Increasingly health equity and social determinants of health guide how systems develop and implement health services. This evolution of approach is due to a recognition that the program may not be accessible for everyone, therefore, there is a need to tailor programs in culturally responsive and sustaining ways. There are significant gaps in how specialized services are targeted to meet the needs of diverse communities of patients. These challenges include supporting community awareness of the service, willingness to access the service, the reputation of the service, and perceived cost-benefit.
One SANE describes: “It seems logical to assume that people with refugee status experience, at minimum, the average population-level prevalence of sexual violence. And if this is the case, these individuals have historically been underrepresented in our programs.”
Harborview SANE Program in Washington State
The Harborview Abuse and Trauma Center and the University of Washington Medical Center SANE program have acknowledged and responded to these gaps by bolstering the supports that surround the SANE exam in ways that are specific to refugee, immigrant, and migrant communities. Fundamental to this work was an acknowledgment that the technical forensic procedures and activities involved in the SANE exam itself do not change because of the ethnoracial or cultural background of the survivor. A SANE exam can be a SANE exam AND be culturally responsive and culturally sustaining.

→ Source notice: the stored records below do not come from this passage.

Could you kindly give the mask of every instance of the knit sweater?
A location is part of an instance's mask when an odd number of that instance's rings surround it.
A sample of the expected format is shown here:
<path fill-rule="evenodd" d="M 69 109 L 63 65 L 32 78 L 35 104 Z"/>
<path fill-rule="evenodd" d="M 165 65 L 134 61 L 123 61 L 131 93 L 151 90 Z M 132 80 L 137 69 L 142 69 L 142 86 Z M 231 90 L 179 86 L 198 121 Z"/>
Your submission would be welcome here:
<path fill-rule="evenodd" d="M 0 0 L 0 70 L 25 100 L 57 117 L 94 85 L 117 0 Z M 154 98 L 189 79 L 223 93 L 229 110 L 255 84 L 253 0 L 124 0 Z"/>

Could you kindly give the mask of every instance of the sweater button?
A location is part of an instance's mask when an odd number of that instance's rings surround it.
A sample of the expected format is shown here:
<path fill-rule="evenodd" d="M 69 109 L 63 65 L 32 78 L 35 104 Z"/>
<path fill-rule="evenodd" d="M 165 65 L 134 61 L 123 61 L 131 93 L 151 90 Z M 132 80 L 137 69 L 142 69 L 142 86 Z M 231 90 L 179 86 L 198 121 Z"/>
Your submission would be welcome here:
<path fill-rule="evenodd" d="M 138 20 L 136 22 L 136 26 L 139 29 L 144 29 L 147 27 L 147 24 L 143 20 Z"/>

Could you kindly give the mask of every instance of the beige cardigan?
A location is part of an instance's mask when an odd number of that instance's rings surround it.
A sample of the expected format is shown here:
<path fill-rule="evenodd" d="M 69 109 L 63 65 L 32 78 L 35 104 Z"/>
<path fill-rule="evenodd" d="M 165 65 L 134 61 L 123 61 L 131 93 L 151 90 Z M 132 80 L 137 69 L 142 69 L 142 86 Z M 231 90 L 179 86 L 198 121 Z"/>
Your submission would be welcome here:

Harborview created the following road map:
☑️ Cultural Consultation
The Harborview SANE program incorporated cultural consultation by walking through the steps of the forensic exam with partners who were trusted linguistically and culturally concordant community experts. Discussions focused on informed consent procedures, the terminology used throughout the exam, medications offered and the mechanisms of action of those medications, the patient experience through the flow of the clinical space, and resources to ensure a supported discharge.
☑️ Provider Partnerships
Disclosures of sexual assault, intimate partner violence, or strangulation (all of which may be the potential focus of a forensic exam depending on program scope) may more commonly occur within existing, trusted client-service provider relationships where access to forensic services is limited or does not exist. The Harborview Abuse and Trauma Center partners with refugee organizations to help identify sexual survivor needs and facilitate referral processes between agencies. The strength of provider partnerships is grounded in the program’s collaborations in the community and the education and support the program does around SANE work and providing sexual assault prevention and trauma counseling.
☑️ Interpreter Development
The Harborview SANE program uses two primary interpreter resources during SANE exams – a standard language line or an in-person interpreter response coordinated through the Community House Calls (CHC) program within Harborview Medical Center’s Interpreter Services Department. The choice between the types of interpreter resources is always discussed with the patient with an emphasis on potential concerns for confidentiality. The SANE program advocates for interpreter services facilitated through CHC because of the extensive navigation resources offered by the organization that remain available following the completion of the exam and hospital discharge.
As a result of these changes, Harborview has established culturally responsive SANE care as a standard of practice. The program attributes this to the impact of the Interpreter Services and Community House Calls initiatives. At the same time the program acknowledges that the work is not yet complete.